Stating there was a clear governance deficit on the subject, the principal bench of the NGT headed by chairperson Justice Adarsh Kumar Goel ordered that scientific disposal of e-waste should be ensured as per rules. The direction was issued to central and all state pollution control boards.

“Environmental crimes are as serious, if not more, as cases of assaults but there is no adequate action… Unfortunately, it appears that violation of environmental law is not the priority. Such neglect can prove very costly,” the bench noted while hearing applications on unscientific disposal of e-waste on January 15.

“For petty benefit of retrieving metals etc, the poor labour class is engaged in burning electronic wires or other waste to the detriment of their own health and also the health of others which is not being duly checked… Constant vigilance is required. Liability of manufacturers is not being enforced,” the bench said.

In 2018, the environment ministry had told the tribunal that 95 per cent of e-waste in India is recycled by the informal sector and scrap dealers unscientifically dispose it by burning or dissolving it in acids.

Data shared by Central Pollution Control Board (CPCB) with the NGT shows India generated more than 10 lakh tonnes of e-waste in 2019-20, an increase from 7 lakh tonnes in 2017-18. Against this, the e-waste dismantling capacity has not been increased from 7.82 lakh tonnes since 2017-18.

“We direct that further steps be now taken for scientific enforcement of E-Waste Management Rules, 2016 (EWMR) in the light of the reports of the CPCB and the Oversight Committee for the State of Uttar Pradesh,” the bench said. It also noted gaps in collection targets, as the amount of e-waste collected in 2017-18 was over 25,000 tonnes against a target of 35,000 tonnes. In the following year, the target was 1.54 lakh tonnes against which 78,000 tonnes was collected.

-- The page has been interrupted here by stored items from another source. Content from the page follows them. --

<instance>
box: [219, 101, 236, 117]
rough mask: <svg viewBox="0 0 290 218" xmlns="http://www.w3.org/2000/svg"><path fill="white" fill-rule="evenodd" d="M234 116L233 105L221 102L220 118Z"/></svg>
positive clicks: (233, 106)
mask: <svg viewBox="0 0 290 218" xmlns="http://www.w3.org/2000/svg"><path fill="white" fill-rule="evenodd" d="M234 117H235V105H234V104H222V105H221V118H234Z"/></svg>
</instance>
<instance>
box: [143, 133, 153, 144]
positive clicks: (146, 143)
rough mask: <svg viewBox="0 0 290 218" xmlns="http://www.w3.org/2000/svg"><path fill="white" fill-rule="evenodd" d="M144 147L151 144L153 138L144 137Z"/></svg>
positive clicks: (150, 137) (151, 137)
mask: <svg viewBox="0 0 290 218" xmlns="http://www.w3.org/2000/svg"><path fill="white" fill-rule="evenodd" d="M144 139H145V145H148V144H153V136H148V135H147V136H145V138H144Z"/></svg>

In a report submitted to the NGT in November, the Oversight Committee had said Uttar Pradesh must ensure allocation of proper space to existing and upcoming industrial units for e-waste dismantling and recycling.

“Illegal recycling and processing of e-waste is concentrated in a few hotspots in the state. Seelampur in New Delhi is a hub, and Loni, Baghpat and Moradabad in UP are the hotspots. We need to step up enforcement of e-waste management rules in these hotspots, combining local enforcement with supervision from task force to obviate local vested interests,” the Oversight Committee had said.